Emmanuel le Contradictoire : Un portrait passionnant de Macron. – Politique

Après quatre ans au pouvoir, les projections perdent de leur attrait. Emmanuel Macron n’est plus le sauveur de l’Europe, que les médias allemands et anglo-saxons ont si intensément célébré que de nombreux textes sont apparus comme si le titre secret disait : Nous le voulons aussi. En revanche, des gauchistes particulièrement déterminés entretiennent leur profond dégoût pour le président français. Mais au-delà des certitudes des déterminés, un autre constat a prévalu : Macron est difficile à appréhender. Il n’est pas non plus la caricature néolibérale qu’il a dessinée. Le président n’est pas non plus aussi progressiste que certains le voudraient ; dès que quelqu’un déballe les théories post-coloniales, les poils de la nuque semblent se dresser.

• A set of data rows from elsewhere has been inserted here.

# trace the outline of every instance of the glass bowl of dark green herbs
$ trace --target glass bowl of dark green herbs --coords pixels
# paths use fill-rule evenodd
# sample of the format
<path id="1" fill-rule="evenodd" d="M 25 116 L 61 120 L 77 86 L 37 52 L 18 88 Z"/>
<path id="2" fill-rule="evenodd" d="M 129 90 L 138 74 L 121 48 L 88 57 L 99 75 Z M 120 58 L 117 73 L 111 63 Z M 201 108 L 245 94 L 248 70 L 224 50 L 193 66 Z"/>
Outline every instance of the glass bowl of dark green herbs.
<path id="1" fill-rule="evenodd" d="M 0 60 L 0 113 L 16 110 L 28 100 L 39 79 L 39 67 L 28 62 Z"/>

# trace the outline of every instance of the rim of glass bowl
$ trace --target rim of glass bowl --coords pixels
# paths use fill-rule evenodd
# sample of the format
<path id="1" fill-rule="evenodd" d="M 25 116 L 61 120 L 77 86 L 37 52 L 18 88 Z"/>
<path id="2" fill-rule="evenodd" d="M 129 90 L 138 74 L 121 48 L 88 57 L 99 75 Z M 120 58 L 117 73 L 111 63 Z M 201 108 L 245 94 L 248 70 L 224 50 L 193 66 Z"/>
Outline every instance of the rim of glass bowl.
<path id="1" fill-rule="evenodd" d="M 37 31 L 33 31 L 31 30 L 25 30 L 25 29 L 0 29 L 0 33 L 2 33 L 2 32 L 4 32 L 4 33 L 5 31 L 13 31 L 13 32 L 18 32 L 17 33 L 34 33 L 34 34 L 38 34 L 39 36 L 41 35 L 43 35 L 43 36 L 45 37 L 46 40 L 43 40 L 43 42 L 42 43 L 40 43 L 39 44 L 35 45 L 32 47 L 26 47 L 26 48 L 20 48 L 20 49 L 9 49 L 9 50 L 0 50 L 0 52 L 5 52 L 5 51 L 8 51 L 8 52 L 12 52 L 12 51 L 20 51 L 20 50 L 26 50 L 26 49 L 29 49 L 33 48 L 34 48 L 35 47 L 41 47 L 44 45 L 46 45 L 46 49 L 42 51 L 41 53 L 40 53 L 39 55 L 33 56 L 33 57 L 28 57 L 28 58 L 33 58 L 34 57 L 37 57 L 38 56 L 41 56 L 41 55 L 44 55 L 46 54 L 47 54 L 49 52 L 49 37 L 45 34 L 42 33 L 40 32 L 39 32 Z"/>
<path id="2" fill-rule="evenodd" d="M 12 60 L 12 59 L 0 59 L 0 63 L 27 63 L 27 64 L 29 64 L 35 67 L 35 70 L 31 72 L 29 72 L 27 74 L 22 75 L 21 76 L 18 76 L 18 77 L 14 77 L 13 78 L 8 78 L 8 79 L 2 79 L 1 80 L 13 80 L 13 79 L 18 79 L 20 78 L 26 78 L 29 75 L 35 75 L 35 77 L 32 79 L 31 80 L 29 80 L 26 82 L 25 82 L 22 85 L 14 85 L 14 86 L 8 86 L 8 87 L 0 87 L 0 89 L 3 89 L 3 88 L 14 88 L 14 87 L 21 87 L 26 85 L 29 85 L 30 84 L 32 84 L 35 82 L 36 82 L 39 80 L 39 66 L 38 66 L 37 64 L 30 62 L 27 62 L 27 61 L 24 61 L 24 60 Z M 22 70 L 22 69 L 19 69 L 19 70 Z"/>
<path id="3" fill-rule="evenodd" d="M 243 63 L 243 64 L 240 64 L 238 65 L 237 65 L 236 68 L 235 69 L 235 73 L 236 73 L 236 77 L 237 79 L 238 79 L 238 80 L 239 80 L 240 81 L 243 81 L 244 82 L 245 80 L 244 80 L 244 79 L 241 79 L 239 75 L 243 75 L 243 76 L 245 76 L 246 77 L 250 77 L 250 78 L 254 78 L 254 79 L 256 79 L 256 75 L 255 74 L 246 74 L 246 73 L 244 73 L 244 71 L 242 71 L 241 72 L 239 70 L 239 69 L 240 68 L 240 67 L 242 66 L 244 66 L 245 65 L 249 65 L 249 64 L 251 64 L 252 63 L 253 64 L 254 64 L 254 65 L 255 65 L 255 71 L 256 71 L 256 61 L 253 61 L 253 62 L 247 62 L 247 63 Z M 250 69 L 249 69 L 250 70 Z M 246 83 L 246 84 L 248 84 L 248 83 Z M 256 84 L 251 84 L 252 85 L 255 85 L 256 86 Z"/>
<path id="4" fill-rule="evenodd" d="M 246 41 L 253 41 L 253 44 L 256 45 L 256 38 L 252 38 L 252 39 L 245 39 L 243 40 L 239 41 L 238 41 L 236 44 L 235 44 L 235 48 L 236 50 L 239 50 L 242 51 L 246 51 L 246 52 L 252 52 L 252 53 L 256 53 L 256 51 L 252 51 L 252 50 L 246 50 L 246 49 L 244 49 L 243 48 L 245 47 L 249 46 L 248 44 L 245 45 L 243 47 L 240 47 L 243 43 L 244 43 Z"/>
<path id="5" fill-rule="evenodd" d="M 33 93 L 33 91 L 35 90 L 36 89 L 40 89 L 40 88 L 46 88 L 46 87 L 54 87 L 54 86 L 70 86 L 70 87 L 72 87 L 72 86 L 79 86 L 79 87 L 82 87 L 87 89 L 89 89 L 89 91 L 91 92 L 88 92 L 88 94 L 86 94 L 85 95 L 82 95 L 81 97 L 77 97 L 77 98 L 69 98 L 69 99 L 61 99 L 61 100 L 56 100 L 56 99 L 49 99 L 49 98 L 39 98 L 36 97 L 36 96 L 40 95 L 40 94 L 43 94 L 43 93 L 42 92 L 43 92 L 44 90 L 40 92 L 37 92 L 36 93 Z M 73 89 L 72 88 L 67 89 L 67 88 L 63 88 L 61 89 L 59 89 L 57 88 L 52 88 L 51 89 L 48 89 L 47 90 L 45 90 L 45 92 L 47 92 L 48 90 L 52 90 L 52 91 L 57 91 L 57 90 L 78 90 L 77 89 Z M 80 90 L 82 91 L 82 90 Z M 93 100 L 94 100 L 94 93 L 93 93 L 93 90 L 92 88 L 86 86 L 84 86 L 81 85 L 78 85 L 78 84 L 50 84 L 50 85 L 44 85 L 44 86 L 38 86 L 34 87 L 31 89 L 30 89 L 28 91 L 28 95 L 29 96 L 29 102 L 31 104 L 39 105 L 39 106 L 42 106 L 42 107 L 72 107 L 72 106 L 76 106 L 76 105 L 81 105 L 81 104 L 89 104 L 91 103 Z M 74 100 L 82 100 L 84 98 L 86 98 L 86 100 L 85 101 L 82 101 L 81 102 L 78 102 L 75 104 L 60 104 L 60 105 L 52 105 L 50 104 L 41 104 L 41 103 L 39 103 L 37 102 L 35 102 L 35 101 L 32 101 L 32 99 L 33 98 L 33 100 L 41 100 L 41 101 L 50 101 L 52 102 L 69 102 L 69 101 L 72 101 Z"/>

Alors qui est vraiment Macron ?

La mauvaise nouvelle d’abord : Joseph de Weck ne sait pas ce qui anime Macron, ce qui l’a façonné ou ce qui l’accable. Il a écrit son livre « Emmanuel Macron. Le président révolutionnaire » sans avoir rencontré Macron personnellement. Ainsi, contrairement à l’apparence et au titre, il ne s’agit pas d’un portrait du président. Oui, et c’est peut-être plus intéressant quand même, c’est un portrait très lisible de la France. De Weck ne s’ennuie pas avec les mêmes anecdotes de l’enfance de Macron, il ne fait pas de diagnostics psychologiques à distance, il ne se vante d’aucune conversation d’initié.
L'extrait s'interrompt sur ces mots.